American journalist, politician and diplomat

VanLeer Polk (a.k.a. Van Leer Polk) (July 9, 1856 - December 19, 1907) was an American journalist, politician and diplomat from Tennessee. He served in the Tennessee Senate as a representative for Maury and Lewis Counties from 1891 to 1893. He was appointed Consul-General in Calcutta, India, and was one of six representatives of the United States at the 1906 Pan-American Conference. He was a member of the influential Van Leer family.

==Early life==
Anthony Van Leer Polk was born at Ashwood Hall in Ashwood, Maury County, Tennessee, on July 9, 1856. He attended Sillig's School in Vevey, Switzerland and Rugby School in Rugby, England. His father, Andrew Jackson Polk, was the son of Colonel William Polk. His mother, Rebecca Van Leer, was an heiress from the Van Leer family to an iron fortune from Cumberland Furnace.

==Career==
Polk was admitted to the bar, but worked as a journalist. He founded and operated Polk's Weekly in Nashville, Tennessee.

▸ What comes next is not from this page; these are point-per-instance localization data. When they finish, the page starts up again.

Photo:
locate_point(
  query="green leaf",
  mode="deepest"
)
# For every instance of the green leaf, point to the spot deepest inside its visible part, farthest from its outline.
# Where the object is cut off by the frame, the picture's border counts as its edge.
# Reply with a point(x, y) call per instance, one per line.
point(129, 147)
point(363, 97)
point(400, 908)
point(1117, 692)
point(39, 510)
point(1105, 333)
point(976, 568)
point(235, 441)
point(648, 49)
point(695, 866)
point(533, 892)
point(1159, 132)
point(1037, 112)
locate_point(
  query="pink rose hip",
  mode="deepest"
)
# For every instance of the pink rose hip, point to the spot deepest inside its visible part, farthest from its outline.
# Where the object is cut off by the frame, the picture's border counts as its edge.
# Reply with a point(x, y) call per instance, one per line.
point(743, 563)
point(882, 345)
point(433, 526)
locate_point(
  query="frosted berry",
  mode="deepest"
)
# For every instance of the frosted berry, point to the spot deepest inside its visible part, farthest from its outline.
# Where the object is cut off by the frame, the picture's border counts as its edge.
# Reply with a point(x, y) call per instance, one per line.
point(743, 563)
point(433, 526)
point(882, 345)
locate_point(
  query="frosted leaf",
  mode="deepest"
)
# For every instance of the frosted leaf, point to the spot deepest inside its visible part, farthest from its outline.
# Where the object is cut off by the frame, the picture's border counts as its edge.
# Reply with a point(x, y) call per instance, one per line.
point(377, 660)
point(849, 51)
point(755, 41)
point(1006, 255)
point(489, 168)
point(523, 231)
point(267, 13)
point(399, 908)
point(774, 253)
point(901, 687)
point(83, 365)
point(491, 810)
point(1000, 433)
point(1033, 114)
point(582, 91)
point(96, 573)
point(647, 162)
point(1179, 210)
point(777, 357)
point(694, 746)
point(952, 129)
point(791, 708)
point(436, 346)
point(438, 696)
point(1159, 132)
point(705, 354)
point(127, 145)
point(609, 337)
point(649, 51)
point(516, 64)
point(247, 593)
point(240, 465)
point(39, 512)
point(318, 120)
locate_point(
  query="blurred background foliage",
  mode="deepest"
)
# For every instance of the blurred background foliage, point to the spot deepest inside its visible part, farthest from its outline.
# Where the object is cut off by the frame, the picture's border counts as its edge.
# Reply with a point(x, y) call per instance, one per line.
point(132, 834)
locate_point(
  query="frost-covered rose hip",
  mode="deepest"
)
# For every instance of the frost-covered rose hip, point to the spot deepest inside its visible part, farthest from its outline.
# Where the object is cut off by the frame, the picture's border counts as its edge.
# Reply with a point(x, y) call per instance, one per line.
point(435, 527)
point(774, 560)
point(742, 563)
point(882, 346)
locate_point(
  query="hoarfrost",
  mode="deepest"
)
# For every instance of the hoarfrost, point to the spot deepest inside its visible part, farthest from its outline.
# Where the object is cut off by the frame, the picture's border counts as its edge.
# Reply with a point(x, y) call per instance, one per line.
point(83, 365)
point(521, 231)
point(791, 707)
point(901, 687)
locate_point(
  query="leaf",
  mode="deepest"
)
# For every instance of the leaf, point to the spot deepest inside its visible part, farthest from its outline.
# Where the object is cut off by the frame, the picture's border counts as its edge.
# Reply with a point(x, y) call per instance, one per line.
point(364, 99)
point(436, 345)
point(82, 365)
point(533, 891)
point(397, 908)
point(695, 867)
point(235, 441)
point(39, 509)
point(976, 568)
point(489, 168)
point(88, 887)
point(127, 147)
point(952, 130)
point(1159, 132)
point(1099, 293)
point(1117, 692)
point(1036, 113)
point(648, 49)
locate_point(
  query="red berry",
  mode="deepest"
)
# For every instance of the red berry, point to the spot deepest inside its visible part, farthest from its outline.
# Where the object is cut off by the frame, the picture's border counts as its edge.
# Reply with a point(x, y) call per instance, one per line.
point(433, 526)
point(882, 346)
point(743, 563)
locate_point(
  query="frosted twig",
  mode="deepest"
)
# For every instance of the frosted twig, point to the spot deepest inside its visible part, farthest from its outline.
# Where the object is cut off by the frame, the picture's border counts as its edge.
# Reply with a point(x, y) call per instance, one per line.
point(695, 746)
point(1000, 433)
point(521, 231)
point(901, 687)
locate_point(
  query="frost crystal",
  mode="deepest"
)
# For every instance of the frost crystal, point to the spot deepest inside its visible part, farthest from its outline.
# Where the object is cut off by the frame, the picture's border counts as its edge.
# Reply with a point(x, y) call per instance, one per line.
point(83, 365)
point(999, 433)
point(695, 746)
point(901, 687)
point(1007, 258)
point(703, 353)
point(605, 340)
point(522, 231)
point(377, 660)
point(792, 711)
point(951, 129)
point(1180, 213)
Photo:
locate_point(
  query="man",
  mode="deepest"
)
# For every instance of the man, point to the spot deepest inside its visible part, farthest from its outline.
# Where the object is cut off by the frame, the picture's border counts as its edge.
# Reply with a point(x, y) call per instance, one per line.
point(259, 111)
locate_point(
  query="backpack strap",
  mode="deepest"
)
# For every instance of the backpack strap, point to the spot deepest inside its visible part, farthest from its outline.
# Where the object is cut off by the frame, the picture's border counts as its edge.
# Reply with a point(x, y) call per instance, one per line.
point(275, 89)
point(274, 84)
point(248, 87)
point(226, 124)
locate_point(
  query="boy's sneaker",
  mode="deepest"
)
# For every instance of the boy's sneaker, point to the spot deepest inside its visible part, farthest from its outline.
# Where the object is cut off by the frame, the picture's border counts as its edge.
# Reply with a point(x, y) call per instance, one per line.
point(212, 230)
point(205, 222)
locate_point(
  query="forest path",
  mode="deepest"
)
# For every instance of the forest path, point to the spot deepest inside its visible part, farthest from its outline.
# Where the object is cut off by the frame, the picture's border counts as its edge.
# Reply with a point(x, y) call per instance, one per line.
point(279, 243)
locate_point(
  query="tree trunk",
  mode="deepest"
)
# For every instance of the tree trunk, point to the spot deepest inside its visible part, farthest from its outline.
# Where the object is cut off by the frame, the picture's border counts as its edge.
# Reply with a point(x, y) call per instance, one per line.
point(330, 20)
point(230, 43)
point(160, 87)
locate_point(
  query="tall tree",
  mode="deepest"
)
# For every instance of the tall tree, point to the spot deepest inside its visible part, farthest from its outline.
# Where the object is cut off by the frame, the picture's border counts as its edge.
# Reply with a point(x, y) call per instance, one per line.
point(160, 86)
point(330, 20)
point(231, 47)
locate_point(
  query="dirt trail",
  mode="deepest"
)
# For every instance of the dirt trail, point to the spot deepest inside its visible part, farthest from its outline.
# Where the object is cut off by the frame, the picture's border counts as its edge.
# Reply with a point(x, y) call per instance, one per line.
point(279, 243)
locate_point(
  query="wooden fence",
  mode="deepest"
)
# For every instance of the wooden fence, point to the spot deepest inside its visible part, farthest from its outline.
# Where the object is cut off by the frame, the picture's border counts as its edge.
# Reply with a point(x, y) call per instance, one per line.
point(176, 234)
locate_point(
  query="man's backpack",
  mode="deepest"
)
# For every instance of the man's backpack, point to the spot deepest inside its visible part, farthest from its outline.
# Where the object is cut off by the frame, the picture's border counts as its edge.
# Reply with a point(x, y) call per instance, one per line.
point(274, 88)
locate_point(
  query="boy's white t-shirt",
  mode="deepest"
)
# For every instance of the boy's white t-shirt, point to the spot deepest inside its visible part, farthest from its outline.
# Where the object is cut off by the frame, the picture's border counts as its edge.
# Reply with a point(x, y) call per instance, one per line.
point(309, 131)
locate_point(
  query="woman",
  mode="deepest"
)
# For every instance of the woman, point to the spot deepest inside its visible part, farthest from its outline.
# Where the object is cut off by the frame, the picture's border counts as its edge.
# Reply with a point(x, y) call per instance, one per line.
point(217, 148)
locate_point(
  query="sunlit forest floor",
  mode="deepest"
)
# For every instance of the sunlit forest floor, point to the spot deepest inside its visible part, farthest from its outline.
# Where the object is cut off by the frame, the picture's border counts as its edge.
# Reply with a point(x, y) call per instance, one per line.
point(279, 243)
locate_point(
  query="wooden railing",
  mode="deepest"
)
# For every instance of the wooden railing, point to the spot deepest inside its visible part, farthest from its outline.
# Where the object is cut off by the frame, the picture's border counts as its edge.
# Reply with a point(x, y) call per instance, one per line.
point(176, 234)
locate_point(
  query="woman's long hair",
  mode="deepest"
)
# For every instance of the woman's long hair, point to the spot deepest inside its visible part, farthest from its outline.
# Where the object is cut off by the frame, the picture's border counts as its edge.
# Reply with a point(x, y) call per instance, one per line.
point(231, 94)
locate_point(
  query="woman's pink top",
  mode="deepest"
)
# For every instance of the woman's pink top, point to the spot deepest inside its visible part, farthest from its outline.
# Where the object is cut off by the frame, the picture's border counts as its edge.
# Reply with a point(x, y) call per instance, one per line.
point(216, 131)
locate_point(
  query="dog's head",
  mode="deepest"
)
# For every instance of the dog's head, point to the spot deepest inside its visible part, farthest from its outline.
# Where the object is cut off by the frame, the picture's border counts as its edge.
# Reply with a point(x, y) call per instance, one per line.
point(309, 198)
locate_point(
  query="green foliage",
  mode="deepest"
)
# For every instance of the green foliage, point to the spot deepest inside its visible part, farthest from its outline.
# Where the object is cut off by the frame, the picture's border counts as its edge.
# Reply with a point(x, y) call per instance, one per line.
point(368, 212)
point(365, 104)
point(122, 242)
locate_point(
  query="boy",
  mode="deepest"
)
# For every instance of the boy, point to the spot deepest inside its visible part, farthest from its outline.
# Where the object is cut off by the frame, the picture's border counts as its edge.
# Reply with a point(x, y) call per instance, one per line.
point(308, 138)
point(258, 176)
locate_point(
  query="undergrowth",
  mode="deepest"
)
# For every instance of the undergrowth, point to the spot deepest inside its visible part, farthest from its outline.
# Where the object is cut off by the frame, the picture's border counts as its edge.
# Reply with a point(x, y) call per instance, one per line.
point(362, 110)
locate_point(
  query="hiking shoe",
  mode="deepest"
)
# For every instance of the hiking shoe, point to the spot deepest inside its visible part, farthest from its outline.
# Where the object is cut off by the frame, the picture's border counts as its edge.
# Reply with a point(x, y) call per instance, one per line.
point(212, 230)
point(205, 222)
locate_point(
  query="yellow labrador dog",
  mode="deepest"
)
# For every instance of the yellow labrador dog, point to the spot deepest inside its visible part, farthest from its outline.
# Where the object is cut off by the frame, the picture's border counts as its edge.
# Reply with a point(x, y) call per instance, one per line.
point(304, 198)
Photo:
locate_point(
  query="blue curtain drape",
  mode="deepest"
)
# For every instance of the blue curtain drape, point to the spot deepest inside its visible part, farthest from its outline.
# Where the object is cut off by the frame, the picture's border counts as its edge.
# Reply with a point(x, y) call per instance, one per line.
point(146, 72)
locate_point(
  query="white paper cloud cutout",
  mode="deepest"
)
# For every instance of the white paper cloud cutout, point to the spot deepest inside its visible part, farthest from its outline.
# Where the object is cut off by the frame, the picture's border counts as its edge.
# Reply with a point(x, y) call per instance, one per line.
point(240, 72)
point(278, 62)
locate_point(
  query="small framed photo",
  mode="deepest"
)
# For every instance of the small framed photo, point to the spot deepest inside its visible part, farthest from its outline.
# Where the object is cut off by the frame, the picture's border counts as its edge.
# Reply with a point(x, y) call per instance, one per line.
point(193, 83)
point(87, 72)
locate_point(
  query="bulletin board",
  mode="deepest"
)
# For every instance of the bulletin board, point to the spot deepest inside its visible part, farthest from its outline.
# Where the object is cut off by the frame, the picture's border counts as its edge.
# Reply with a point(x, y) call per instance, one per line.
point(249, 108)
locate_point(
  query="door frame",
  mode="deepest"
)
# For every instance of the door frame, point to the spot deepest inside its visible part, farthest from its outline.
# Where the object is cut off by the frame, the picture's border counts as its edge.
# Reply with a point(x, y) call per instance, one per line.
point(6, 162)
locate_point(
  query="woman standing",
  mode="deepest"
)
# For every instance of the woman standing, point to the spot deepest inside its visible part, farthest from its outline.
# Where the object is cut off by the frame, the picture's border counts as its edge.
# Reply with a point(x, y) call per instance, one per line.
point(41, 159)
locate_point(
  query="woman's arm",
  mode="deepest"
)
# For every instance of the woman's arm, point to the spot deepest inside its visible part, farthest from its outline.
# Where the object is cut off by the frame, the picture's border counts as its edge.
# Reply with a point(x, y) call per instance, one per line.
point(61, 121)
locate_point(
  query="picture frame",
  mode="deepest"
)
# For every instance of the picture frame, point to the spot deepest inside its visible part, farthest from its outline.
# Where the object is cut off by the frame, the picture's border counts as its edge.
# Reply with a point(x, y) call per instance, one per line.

He also worked as an editor for the Nashville Daily News.

Polk invested in silver mining operations in Mexico along with Tennessee politicians Duncan Brown Cooper and Henry Cooper.

In 1883, a committee of the Tennessee State Senate discovered a $400,000 (~$ in ) deficit in their accounting with funds being misappropriated by Polk's cousin, M.T. Polk. Polk and his cousin were apprehended by detectives in San Antonio, Texas but were released possibly due to the acceptance of a bribe and headed for Mexico. U.S. Marshals arrested Polk's cousin 18 miles from the Mexico border and he was returned to Tennessee and found guilty of embezzlement.

Polk was a member of the Democratic Party. He was elected to represent Maury and Lewis Counties in the Tennessee Senate in 1890, serving from 1891 to 1893. With Flournoy Rivers, a state senator for Giles and Lincoln Counties, he introduced railroad commission bills.

Polk was appointed as Consul-General to Calcutta, India by President Grover Cleveland in August 1893. In 1906, he was appointed as one of six United States commissioners to the Pan-American Conference in Rio de Janeiro, Brazil by President Theodore Roosevelt.

Later in life, he worked as editor of the Weekly News and Scimitar newspaper in Memphis, Tennessee.

==Personal life==
He married Dorothy Kitchen Bodine in New York City on February 20, 1907. He died on December 19, 1907, in Memphis, Tennessee. Polk was interred at Mount Olivet Cemetery in Nashville.